|
Engineering design is an information
intensive activity. It is reported that designers spent in excess of 50%
of their time in handling, e.g., retrieving, organizing, etc.,
information. Thus the efficiency and the quality of the design process
depend considerably on how well designers are able to handle large amounts
of information. Design information management has received increasing
attention in recent years as a result of these findings and the
recognition that lacking or missing key design information may lead to
sub-optimal decision-making and design. Much of the research has focused
on the capture, storage, indexing and presentation of design information;
less work has been done on information retrieval based on an understanding
of individual designers, their experience, their skills and the ways in
which they use information in the context of their design task. Further,
most design information retrieval systems base the context of the
designer's information needs on a short phrase or query.

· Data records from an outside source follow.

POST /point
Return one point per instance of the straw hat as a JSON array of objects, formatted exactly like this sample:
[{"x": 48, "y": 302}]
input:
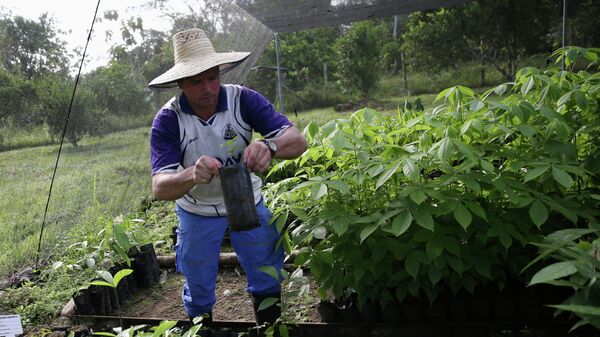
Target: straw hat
[{"x": 194, "y": 53}]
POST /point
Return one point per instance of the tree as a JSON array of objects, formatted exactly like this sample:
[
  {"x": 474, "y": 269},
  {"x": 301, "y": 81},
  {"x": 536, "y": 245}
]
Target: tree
[
  {"x": 31, "y": 48},
  {"x": 358, "y": 53}
]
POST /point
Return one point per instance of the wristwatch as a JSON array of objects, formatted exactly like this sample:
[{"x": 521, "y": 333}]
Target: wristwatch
[{"x": 271, "y": 145}]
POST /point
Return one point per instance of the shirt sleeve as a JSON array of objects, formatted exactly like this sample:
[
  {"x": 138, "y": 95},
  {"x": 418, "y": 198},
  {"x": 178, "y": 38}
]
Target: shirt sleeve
[
  {"x": 164, "y": 142},
  {"x": 259, "y": 113}
]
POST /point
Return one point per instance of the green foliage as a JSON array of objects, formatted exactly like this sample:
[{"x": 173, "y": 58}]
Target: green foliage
[
  {"x": 411, "y": 203},
  {"x": 358, "y": 52}
]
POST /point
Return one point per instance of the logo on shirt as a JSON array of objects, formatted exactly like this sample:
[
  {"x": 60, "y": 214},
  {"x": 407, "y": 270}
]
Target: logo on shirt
[{"x": 229, "y": 132}]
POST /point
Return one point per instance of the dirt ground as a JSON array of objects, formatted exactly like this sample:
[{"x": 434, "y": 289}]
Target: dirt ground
[{"x": 163, "y": 301}]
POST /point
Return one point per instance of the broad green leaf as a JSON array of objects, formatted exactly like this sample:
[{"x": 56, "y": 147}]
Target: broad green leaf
[
  {"x": 120, "y": 274},
  {"x": 267, "y": 302},
  {"x": 464, "y": 149},
  {"x": 462, "y": 215},
  {"x": 387, "y": 175},
  {"x": 271, "y": 271},
  {"x": 476, "y": 209},
  {"x": 418, "y": 196},
  {"x": 435, "y": 275},
  {"x": 410, "y": 169},
  {"x": 535, "y": 172},
  {"x": 105, "y": 275},
  {"x": 527, "y": 130},
  {"x": 528, "y": 85},
  {"x": 102, "y": 283},
  {"x": 163, "y": 328},
  {"x": 578, "y": 308},
  {"x": 368, "y": 231},
  {"x": 401, "y": 223},
  {"x": 538, "y": 213},
  {"x": 338, "y": 185},
  {"x": 433, "y": 249},
  {"x": 338, "y": 140},
  {"x": 412, "y": 266},
  {"x": 318, "y": 190},
  {"x": 562, "y": 177},
  {"x": 423, "y": 218},
  {"x": 553, "y": 272},
  {"x": 445, "y": 148}
]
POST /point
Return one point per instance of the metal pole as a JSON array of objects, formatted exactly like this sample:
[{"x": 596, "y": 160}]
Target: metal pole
[
  {"x": 564, "y": 41},
  {"x": 279, "y": 80}
]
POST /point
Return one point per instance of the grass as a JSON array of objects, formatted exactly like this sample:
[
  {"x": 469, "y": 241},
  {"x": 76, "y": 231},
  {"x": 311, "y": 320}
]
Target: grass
[{"x": 101, "y": 176}]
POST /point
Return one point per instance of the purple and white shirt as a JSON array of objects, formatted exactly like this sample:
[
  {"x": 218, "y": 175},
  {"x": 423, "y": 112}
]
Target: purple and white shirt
[{"x": 179, "y": 137}]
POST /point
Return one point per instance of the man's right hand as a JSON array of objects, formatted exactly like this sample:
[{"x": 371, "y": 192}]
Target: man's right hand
[{"x": 205, "y": 169}]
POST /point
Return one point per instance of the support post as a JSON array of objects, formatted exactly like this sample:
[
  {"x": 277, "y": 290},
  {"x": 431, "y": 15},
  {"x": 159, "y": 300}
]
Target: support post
[{"x": 279, "y": 78}]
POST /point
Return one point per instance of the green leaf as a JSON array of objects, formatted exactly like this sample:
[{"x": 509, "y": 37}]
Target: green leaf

This is a severe
limitation given the situational and context-dependent nature of design
information.
This research focuses on retrieving design
information that satisfies designer's specific information needs
efficiently and effectively. The key of it lies in the acquisition,
representation and utilization of human-like knowledge about information
needs. In other word, how could we make people understood by computers and
how could we make computers a "real" assistant? Traditionally, human-like
knowledge has relied primarily on explicit coding of symbolic facts into
computer data structures and algorithms. A serious limitation of this
approach is people's inability to access and express the vast reaches of
unconscious knowledge on which they rely. Designing a learning mechanism
to acquire human-like knowledge from the same source as human is
necessary. This research investigates particularly on how to
capture/discovery context knowledge in engineering design information
retrieval. The hypothesis is to discover and understand tacit and explicit
knowledge about designers and their activities in information seeking
through data mining usage logs and Latent Semantic Analysis (LSA).